Background: The use of mitochondrial DNA data in phylogenetics is controversial, yet studies that combine mitochondrial and nuclear DNA data (mtDNA and nucDNA) to estimate phylogeny are common, especially in vertebrates. Surprisingly, the consequences of combining these data types are largely unexplored, and many fundamental questions remain unaddressed in the literature. For example, how much do trees from mtDNA and nucDNA differ? How are topological conflicts between these data types typically resolved in the combined-data tree? What determines whether a node will be resolved in favor of mtDNA or nucDNA, and are there any generalities that can be made regarding resolution of mtDNA-nucDNA conflicts in combined-data trees? Here, we address these and related questions using new and published nucDNA and mtDNA data for Plethodon salamanders and published data from 13 other vertebrate clades (including fish, frogs, lizards, birds, turtles, and mammals).

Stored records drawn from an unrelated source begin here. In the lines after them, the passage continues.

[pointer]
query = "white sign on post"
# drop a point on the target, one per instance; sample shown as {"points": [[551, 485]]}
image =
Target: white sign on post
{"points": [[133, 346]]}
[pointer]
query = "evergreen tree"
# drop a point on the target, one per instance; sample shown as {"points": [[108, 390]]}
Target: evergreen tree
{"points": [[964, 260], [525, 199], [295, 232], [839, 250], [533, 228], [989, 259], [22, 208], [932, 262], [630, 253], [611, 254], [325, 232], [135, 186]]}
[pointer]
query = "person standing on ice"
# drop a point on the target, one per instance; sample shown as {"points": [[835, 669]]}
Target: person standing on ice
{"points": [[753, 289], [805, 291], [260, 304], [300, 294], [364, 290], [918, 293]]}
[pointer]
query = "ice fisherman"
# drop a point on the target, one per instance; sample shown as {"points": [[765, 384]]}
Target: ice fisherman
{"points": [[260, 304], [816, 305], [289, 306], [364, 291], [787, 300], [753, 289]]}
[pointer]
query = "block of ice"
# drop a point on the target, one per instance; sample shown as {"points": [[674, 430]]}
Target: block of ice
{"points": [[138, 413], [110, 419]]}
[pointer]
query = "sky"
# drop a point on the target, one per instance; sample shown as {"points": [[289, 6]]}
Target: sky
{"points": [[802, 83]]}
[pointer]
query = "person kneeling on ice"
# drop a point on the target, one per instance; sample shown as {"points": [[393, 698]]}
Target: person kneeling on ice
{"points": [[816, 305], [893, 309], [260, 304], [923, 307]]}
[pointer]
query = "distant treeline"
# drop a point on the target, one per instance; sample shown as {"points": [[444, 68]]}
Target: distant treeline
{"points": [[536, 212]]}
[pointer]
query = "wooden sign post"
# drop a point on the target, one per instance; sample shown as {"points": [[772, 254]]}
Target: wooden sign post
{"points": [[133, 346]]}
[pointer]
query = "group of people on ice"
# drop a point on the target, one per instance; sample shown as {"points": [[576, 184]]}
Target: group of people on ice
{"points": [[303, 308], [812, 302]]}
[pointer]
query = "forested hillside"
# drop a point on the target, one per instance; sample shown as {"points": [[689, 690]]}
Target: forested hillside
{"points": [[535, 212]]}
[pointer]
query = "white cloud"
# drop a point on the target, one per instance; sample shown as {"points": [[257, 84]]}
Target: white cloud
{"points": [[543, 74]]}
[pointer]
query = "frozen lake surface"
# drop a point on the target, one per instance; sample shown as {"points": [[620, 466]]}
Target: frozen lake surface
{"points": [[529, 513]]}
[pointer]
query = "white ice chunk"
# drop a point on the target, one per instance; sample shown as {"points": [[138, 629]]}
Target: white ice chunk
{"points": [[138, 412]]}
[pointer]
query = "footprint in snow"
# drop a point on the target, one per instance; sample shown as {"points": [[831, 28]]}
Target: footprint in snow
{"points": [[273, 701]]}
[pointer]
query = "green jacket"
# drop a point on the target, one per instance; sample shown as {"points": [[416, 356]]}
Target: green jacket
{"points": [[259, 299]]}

Results: We find widespread discordance between trees from mtDNA and nucDNA (30-70% of nodes disagree per clade), but this discordance is typically not strongly supported. Despite often having larger numbers of variable characters, mtDNA data do not typically dominate combined-data analyses, and combined-data trees often share more nodes with trees from nucDNA alone. There is no relationship between the proportion of nodes shared between combined-data and mtDNA trees and relative numbers of variable characters or levels of homoplasy in the mtDNA and nucDNA data sets. Congruence between trees from mtDNA and nucDNA is higher on branches that are longer and deeper in the combined-data tree, but whether a conflicting node will be resolved in favor mtDNA or nucDNA is unrelated to branch length. Conflicts that are resolved in favor of nucDNA tend to occur at deeper nodes in the combined-data tree. In contrast to these overall trends, we find that Plethodon have an unusually large number of strongly supported conflicts between data types, which are generally resolved in favor of mtDNA in the combined-data tree (despite the large number of nuclear loci sampled).
Conclusions: Overall, our results from 14 vertebrate clades show that combined-data analyses are not necessarily dominated by the more variable mtDNA data sets. However, given cases like Plethodon, there is also the need for routine checking of incongruence between mtDNA and nucDNA data and its impacts on combined-data analyses.